Nobody knows the scary movies I've seen:I would like to compliment Chad Garrison on his excellent, informative feature ["The Exorcist Was Here," October 26].

I of course recognized the photo on the cover. I remember very well seeing The Exorcistwhen it first came out. I also remembered that I had read that the basis for the book and film was a true case that was at least partly based in St. Louis. Your research was very thorough and it was very well written. I am not sure if I would feel that comfortable living in that house, but I guess I could.

Actually, the scariest movie I have ever seen was Play Misty for Me, because it hit very close to home. I was in a situation like that, where I was followed and harassed, but it never got even close to physical danger or being attacked — but it still scares me.
Marshall Long
Maryland Heights

L. Ron Encore
Watch out for the ol' cult shift:I thought it was funny how Mary Adams, the spokeswoman for Applied Scholastics, seemed to think the St. Louis community's "introduction" to their organization was Kristen Hinman's article "L Is for L. Ron,"October 27]. I wasn't entirely sure what she meant by "organization," since there are two: Applied Scholastics and Scientology. If she meant Applied Scholastics, well, I first heard about it in the Post-Dispatch, which published an article on the new local educational arm of Scientology, the day Applied Scholastics opened. If she meant Scientology, well, then I wonder how she could ignore the leaflet distributors in the Loop passing out hundreds of fliers prompting you to take their "test." And at the Galleria there is a little stand — not to be confused with the kiosk that sells you cell phones or jewelry. You get to dabble with the e-meter machine right there. But certainly most people heard about Scientology before either of these local endeavors, due to their infomercials on TV.

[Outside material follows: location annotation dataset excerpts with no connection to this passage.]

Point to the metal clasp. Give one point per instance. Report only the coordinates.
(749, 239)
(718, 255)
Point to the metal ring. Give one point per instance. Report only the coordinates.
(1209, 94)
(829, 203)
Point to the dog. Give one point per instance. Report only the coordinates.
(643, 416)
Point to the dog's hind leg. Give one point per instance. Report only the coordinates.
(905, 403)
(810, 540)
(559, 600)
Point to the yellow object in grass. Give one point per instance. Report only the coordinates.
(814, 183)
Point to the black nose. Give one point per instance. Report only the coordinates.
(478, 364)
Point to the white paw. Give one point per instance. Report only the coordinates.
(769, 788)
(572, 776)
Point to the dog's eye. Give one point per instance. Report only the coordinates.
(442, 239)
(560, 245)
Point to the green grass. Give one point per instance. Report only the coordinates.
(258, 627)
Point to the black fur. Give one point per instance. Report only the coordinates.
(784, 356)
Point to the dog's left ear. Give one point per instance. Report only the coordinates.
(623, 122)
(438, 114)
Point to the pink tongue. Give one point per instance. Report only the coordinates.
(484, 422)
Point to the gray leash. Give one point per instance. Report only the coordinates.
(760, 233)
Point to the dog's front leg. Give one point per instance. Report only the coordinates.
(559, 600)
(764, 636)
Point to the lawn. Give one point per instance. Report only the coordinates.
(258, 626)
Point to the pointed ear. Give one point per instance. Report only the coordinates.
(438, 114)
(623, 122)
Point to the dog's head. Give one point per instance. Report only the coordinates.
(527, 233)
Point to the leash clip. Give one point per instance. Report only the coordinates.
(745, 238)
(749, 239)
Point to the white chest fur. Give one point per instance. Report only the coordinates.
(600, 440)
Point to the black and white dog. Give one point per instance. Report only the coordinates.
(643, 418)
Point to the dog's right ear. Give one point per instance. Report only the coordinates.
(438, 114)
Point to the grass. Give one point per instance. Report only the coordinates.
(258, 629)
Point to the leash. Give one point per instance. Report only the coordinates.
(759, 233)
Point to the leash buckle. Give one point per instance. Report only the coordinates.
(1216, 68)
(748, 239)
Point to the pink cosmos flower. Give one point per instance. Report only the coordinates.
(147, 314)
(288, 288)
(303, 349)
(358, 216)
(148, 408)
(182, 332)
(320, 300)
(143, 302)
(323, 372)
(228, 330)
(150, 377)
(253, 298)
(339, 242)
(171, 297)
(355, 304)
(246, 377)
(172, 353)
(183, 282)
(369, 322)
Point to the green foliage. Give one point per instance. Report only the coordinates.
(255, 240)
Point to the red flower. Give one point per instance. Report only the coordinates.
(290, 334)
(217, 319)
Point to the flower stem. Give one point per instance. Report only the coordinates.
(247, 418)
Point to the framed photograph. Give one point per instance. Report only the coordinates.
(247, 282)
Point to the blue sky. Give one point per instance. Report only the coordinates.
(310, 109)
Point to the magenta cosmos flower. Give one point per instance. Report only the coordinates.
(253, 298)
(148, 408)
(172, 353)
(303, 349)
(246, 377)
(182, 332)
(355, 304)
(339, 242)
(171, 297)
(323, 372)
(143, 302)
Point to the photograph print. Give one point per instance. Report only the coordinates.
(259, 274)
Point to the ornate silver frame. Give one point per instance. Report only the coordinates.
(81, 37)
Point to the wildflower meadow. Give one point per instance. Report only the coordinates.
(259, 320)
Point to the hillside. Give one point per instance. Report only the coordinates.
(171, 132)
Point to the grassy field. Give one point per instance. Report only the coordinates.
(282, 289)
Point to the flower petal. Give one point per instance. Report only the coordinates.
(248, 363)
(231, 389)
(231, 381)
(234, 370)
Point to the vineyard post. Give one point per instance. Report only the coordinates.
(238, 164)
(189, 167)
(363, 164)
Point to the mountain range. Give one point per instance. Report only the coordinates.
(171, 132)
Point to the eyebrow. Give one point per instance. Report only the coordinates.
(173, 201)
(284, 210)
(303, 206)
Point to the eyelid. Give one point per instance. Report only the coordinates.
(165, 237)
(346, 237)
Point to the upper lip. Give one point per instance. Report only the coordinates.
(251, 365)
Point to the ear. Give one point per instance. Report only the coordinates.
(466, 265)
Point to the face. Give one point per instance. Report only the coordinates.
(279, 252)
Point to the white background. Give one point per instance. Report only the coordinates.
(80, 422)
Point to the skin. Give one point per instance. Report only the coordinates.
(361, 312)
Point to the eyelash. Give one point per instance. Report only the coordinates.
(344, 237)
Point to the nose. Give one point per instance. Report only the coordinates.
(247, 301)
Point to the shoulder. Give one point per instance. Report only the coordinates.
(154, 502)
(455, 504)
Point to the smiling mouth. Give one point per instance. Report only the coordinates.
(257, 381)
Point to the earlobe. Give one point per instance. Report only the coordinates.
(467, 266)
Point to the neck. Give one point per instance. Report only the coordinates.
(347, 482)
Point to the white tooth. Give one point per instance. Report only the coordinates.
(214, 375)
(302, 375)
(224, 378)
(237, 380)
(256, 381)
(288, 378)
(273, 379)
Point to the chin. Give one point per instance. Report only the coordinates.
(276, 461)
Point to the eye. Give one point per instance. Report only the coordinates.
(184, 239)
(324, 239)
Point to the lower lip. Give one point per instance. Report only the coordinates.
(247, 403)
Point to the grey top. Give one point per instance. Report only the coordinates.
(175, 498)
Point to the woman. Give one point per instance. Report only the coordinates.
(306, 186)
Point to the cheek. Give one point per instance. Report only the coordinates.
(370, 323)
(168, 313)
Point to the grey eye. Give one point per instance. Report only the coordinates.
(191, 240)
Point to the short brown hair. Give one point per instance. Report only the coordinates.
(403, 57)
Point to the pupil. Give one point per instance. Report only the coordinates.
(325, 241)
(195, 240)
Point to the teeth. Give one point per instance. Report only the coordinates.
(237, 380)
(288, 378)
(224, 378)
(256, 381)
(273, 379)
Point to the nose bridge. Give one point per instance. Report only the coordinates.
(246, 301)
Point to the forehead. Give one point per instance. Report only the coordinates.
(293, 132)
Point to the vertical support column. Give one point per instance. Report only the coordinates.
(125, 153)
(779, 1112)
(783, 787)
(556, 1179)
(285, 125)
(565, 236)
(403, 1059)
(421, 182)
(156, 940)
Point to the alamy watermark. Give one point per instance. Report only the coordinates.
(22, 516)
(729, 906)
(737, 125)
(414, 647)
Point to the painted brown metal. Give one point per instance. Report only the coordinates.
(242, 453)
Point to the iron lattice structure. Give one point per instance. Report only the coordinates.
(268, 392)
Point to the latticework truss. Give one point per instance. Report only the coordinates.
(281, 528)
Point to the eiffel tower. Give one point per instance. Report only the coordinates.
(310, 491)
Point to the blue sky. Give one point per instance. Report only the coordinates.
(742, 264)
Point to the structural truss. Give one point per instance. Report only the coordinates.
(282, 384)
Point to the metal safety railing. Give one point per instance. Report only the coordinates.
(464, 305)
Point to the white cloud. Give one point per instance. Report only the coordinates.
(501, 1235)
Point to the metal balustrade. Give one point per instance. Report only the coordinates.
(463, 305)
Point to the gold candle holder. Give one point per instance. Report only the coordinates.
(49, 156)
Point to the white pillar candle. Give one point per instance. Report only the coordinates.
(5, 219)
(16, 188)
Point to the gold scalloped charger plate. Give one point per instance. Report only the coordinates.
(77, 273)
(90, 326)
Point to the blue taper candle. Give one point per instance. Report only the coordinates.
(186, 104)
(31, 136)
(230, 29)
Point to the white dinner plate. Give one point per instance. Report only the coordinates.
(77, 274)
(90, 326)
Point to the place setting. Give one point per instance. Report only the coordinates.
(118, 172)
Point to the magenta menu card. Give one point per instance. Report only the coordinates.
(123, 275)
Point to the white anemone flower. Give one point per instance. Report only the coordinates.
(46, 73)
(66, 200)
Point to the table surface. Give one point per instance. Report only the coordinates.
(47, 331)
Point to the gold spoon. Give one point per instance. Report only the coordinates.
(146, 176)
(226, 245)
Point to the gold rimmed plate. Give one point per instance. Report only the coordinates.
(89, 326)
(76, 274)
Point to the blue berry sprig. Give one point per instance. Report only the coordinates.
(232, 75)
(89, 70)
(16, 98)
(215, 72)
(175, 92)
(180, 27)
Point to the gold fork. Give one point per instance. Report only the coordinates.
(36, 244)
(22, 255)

I also find it rather odd that a state representative tells us that we cannot afford to "cast suspicion" on this wing of the Scientology organization. Well, why not? Take for instance how the Cult Awareness Network used to include Scientology at the top of their list of cults. Then one day they go bankrupt, only to be purchased by Steven L. Hayes, a Scientologist (according to the Washington Post). The "new" CAN seems to no longer view Scientology as a cult. Even further, in what seems like a 180-degree turnaround, the site now offers eight links to "pro"-Scientology sites. That sounds a little suspicious. And you want us to turn a blind eye when it comes to our children?